Northwood this year is facing a 400 percent increase in the cost of road salt compared to last year’s price.
In 2013, the city paid less than $33 per ton. This year, the lowest bid is over $136 a ton, said City Administrator Bob Anderson.
“Although local stockpiles may be down, this is more than a 400 percent increase for a commodity that is not in short supply nationally and whose price will come down as local stockpiles are replenished,” he said.
The Ohio Department of Transportation (ODOT) coordinates the bidding process so that any government entity that wants to be part of a much larger group can do so.
It is the second attempt by ODOT to obtain reasonable bids for road salt, said Anderson.
If the city enters into the contract, it is obligated to purchase whatever tonnage it estimates it will use and will have to purchase and take delivery at the elevated contract price, even though the spot price of the salt will most likely be considerably lower, he said.

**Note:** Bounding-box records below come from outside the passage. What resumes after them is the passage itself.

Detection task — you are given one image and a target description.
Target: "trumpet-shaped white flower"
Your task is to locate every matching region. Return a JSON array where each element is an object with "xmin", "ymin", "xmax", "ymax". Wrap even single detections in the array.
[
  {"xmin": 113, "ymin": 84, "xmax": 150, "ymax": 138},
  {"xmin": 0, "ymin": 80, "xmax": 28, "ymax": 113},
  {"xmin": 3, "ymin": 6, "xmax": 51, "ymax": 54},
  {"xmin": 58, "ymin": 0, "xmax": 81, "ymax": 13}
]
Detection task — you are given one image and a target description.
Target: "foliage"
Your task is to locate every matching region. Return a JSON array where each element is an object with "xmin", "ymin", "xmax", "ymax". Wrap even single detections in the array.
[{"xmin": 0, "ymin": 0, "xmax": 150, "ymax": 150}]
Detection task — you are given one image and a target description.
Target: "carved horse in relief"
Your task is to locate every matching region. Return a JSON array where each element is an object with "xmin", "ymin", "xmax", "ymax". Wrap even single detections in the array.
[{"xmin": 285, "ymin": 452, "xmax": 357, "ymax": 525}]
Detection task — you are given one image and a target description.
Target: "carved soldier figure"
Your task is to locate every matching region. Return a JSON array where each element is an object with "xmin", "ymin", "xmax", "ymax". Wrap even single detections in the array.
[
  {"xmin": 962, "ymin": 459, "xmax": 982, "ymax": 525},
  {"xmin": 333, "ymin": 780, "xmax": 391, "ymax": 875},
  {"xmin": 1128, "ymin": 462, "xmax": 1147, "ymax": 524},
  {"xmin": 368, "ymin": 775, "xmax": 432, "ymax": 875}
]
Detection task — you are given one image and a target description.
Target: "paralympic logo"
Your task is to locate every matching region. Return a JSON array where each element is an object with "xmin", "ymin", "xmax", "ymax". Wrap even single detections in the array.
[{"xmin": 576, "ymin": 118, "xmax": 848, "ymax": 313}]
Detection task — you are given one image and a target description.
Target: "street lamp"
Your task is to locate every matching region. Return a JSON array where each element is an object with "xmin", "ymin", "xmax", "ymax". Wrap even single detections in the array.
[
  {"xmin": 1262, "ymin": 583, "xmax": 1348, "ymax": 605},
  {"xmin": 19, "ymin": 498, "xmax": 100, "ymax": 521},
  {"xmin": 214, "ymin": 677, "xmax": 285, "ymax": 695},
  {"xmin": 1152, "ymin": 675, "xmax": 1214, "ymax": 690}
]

Austin Price, lead procurement officer for ODOT, said a variety of factors may have contributed to the high prices, such as large amounts of tonnage requested as a result of last winter’s use, geographic locations, vendor stockpile locations, and available trucking. “These high prices and the difficulties obtaining salt quantities appear to be a universal problem that is not isolated to the state of Ohio alone,” he said.
Prices much higher than a normal year could have significant budgetary impacts on communities.
ODOT set an Aug. 22 decision date for the city, said Anderson.
“The more I think about this and talk with area administrators, the more I become convinced that the city should not order any salt at this time,” Anderson said. “Doing so would legitimize this attempted extortion by our suppliers.”
Northwood has $31,000 remaining in the 2014 budget line item for salt. “Thanks to good planning by the public service director, we have 900 tons of salt on hand in which judicious use is enough to get us through an ordinary winter,” he said. `Judicious use’ may mean salting only intersections, he added.
Anderson said he also expects the salt supply to be replenished enough before the winter starts for the price to come down.
Oregon is in much better shape. City council earlier this month approved a bid by Cargill Incorporated Deicing Technology Business Unit, of North Olmsted, to provide 4,500 tons of road salt for the winter.
The amount of salt is the same as what the city used last winter, according to Mayor Mike Seferian.
The cost is $20,000 less than what was earmarked in the budget.
“We believe this will be enough salt for our program,” he said.
Oregon, through the City of Toledo, advertised for bulk deicing salt and opened competitive bids on April 29. Cargill had the lowest and best bid at $48.95 per ton.
Public Service Director Paul Roman said the city last year lent salt to ODOT as well as to the cities of Maumee and Northwood when their inventory of salt diminished during one of the harshest winters on record.
“That salt will be returned to us this year,” said Roman. “With this purchase, and the salt returning, our reserve will be around 10,000 tons for this winter, so we’ll be in good shape. This is something that we go in on with the City of Toledo and share in the bid. By having dock space, we definitely save on cost by having our salt delivered by ship.”
The price has gone up by $10 per ton, he said.
“You’re seeing that across the board, everywhere,” he said. “We still got a very good rate.”